Born in Cambridge, Massachusetts in 1933, Paine grew up with a deep interest in the natural world, describing himself as “utterly fascinated” with ants even as a toddler, the AP reported. After earning a bachelor’s degree from Harvard University in 1954 and a doctorate from the University of Michigan in 1961, Paine took up a faculty position in zoology at the University of Washington, where he remained...

It was while working on intertidal systems in the early ’60s that Paine observed the species interactions that would lead to the concept of keystone species—organismal lynchpins that are fundamental to an ecosystem’s function. Some species, as he explained in his seminal 1966 paper and expanded upon three years later, exert a disproportionately large influence over food webs. Removing these species—as Paine did with ochre sea stars along the shore of Makah Bay, Washington—can dramatically alter community composition, and potentially reduce biodiversity as a result.
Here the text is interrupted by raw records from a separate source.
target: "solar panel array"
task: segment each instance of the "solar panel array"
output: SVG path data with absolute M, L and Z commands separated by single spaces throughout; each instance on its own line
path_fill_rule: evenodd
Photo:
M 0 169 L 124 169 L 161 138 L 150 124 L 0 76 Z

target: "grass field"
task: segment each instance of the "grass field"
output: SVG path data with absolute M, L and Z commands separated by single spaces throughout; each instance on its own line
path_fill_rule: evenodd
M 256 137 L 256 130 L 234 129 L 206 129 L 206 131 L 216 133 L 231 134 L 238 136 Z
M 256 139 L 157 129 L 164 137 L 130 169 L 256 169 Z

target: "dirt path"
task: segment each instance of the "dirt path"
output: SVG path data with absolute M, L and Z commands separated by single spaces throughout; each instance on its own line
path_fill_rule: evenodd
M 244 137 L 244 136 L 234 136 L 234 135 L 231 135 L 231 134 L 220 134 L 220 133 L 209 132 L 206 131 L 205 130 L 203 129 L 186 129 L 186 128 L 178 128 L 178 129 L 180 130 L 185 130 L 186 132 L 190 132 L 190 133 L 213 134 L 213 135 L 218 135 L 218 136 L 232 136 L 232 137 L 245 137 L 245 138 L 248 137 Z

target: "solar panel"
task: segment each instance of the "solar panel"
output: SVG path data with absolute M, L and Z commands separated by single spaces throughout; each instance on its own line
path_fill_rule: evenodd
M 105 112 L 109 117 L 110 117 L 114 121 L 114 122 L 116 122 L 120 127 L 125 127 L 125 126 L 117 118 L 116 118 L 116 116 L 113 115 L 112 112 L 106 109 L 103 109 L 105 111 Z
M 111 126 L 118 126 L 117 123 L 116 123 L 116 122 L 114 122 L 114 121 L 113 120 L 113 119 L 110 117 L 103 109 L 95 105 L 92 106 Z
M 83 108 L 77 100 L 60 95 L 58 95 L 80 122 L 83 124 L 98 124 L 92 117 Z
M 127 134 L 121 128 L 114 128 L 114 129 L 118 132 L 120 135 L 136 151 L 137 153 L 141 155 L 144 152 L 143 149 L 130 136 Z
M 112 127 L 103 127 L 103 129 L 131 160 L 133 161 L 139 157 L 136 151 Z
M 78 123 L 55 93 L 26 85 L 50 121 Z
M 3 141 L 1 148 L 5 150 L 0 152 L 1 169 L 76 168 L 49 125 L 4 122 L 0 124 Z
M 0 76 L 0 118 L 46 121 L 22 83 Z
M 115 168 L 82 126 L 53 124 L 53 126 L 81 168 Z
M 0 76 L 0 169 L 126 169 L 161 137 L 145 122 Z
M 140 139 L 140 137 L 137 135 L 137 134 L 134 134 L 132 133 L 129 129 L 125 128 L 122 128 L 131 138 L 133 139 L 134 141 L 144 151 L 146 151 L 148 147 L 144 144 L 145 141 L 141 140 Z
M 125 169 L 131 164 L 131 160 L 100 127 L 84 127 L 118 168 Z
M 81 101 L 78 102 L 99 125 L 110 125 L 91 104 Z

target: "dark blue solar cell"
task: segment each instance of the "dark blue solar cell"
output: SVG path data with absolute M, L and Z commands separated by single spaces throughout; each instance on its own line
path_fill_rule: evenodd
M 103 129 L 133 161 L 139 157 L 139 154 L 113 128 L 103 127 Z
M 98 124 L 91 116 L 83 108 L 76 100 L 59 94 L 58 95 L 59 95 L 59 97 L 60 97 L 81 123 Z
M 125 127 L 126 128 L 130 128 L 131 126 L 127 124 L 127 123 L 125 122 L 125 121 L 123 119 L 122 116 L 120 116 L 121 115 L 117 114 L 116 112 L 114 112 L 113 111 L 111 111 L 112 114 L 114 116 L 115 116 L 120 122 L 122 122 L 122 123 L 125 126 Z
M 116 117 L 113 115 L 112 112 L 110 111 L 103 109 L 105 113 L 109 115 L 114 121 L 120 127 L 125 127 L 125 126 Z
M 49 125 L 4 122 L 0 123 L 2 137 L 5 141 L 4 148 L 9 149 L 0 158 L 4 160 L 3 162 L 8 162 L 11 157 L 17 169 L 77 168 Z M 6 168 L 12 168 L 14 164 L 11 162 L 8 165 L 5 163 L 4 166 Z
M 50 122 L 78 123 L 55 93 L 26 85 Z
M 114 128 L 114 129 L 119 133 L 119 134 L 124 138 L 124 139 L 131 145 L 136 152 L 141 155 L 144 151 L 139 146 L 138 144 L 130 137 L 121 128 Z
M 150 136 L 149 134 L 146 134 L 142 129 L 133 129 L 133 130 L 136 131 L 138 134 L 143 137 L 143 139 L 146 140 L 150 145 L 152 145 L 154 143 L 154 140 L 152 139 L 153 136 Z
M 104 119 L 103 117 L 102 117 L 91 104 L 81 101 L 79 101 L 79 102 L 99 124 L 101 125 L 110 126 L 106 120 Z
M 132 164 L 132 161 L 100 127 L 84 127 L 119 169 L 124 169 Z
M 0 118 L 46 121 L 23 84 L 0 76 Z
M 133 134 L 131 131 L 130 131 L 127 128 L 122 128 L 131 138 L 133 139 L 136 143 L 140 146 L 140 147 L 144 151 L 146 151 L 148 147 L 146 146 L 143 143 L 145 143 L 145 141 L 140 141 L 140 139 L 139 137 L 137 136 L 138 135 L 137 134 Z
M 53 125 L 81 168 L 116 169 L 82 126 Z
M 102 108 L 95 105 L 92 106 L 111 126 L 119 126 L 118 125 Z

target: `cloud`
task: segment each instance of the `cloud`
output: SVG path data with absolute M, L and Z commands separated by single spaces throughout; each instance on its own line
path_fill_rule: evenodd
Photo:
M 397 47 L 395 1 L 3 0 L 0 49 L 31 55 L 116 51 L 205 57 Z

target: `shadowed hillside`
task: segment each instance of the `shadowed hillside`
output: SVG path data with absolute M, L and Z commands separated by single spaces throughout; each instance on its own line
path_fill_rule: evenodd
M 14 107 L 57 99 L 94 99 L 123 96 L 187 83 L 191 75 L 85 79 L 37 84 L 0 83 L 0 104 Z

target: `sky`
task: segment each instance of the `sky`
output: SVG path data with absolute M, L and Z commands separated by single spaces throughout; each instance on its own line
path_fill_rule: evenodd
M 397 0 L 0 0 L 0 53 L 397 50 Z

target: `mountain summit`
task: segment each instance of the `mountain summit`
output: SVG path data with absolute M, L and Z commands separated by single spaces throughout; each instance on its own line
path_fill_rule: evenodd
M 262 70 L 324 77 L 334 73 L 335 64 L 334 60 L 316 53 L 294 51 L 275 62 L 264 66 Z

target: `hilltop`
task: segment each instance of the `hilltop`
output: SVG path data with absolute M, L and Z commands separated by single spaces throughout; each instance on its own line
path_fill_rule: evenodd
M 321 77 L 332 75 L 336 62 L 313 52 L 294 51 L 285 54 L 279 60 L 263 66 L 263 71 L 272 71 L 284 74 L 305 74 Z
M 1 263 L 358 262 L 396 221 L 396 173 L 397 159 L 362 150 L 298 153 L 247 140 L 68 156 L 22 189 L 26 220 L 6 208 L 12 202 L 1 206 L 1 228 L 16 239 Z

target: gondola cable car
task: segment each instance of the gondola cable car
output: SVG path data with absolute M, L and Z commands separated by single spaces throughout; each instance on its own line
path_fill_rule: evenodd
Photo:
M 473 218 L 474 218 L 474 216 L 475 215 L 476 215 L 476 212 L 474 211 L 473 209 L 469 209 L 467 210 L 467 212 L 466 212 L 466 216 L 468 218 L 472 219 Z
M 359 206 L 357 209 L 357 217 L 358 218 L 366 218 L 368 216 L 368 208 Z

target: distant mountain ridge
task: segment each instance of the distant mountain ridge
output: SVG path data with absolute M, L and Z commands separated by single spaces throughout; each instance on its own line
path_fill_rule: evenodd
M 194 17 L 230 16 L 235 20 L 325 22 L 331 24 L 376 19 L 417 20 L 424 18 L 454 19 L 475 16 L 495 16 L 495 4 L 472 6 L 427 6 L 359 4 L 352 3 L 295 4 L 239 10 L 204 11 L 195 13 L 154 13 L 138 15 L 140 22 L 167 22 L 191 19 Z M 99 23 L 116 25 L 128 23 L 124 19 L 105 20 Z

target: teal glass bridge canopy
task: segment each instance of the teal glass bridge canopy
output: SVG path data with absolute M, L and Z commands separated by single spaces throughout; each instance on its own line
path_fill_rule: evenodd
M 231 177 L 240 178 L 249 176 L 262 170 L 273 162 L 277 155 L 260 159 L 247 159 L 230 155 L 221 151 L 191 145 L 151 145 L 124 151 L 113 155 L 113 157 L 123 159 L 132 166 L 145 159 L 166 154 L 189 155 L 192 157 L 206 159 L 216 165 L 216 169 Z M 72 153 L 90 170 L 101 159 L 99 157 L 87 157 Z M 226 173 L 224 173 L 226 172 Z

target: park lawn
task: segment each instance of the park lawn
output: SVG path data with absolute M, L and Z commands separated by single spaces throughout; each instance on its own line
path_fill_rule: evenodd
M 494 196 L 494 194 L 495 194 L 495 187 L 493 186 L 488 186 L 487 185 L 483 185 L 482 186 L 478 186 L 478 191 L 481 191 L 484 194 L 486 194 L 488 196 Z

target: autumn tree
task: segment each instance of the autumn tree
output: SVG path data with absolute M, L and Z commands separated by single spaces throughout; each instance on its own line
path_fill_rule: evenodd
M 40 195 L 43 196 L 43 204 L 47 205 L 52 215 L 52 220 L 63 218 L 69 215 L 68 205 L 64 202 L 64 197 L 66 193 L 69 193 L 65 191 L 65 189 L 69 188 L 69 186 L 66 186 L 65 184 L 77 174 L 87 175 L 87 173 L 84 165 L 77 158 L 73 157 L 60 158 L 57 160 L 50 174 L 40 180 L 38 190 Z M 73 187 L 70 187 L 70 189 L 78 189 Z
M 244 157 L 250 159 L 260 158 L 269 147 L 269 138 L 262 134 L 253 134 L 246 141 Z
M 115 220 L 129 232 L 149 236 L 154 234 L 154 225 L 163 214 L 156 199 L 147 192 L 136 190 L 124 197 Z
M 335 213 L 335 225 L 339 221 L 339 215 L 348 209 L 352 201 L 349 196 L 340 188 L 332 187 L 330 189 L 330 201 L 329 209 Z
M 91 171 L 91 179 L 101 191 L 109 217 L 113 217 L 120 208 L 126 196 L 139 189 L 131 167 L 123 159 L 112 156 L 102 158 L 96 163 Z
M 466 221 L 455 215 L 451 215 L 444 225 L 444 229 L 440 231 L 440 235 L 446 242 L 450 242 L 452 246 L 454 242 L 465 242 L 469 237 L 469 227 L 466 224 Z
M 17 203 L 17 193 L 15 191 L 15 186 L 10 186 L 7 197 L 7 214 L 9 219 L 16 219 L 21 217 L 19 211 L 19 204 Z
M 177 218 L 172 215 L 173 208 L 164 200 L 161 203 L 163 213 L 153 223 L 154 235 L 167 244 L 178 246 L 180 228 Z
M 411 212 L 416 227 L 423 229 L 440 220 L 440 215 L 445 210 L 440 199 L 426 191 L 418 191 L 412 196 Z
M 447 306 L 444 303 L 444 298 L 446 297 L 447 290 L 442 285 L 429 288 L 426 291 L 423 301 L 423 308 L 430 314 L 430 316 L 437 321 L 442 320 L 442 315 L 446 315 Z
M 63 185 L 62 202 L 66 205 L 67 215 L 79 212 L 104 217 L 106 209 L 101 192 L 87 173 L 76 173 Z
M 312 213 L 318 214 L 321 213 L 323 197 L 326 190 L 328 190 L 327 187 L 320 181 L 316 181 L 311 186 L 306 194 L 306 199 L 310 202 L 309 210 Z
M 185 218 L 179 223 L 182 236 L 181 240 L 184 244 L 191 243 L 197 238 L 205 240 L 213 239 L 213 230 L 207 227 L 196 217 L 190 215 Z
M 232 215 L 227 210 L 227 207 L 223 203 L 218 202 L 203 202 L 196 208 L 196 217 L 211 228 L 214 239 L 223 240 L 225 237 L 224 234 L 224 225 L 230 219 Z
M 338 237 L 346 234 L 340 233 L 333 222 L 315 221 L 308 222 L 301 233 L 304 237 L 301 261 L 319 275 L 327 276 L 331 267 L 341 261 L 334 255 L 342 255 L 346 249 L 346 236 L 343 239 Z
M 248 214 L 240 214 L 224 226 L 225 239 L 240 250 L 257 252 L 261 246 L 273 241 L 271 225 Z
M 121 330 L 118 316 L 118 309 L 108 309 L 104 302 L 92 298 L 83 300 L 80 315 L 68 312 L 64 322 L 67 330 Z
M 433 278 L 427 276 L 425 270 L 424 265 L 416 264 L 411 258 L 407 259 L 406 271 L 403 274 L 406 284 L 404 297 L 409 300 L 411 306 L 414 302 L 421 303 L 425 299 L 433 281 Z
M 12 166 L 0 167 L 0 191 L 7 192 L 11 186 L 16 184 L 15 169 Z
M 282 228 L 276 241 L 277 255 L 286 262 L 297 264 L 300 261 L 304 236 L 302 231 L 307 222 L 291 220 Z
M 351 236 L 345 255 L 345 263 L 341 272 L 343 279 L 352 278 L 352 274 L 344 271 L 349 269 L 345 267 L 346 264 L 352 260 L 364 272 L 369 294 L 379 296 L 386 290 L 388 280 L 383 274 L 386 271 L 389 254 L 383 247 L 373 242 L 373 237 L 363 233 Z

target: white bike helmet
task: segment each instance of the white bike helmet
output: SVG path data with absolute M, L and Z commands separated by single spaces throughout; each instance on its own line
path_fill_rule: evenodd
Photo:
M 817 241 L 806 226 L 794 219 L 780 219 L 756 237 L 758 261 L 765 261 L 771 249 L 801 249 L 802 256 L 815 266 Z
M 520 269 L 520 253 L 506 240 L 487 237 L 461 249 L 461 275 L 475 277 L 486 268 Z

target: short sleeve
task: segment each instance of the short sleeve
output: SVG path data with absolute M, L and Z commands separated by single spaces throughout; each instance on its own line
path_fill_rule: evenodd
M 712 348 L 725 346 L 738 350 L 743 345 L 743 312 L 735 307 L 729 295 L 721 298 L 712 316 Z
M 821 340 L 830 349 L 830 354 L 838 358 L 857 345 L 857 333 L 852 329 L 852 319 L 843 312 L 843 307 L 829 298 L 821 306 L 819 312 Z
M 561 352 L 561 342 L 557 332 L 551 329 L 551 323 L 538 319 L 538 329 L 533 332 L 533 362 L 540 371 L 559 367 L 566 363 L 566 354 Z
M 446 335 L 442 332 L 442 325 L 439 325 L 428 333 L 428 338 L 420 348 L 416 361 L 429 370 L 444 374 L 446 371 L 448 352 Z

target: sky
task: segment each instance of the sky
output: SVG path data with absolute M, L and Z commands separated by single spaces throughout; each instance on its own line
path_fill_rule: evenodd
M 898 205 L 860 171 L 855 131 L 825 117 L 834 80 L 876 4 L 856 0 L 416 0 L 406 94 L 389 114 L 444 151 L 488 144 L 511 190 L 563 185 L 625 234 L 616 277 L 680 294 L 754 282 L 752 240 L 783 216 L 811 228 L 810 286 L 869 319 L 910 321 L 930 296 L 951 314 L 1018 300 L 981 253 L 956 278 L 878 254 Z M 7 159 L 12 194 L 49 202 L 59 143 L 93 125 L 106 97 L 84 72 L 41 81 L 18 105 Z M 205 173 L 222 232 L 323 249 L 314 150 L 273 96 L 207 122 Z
Much of Paine’s work over the next 20 years was carried out at a long-term study site on Tatoosh Island, a place he continued to visit well into his 70s. While the site was remote for some, Paine cherished the island for its coastal life and its absence of people, describing his first visit in admiring terms in 2013: “I just sat around and gawked. The place was a wonderland of pattern. . . . I said: this is where I’m going to work.”

A member of the National Academy of Sciences since 1986, Paine received numerous awards for his contributions to ecology, including the MacArthur Award for lifetime achievement from the Ecological Society of America, and the International Cosmos prize. “Generations of students and colleagues have been touched directly and indirectly by Bob’s ideas,” wrote the University of Washington’s Jennifer Ruesink in a statement. “He leaves a lasting legacy as a keystone ecologist, whose contributions—disproportionate even to his imposing biomass—influence the diversity of ideas about how to study and interpret the complex systems of the living Earth.”

Paine is survived by three daughters and a brother.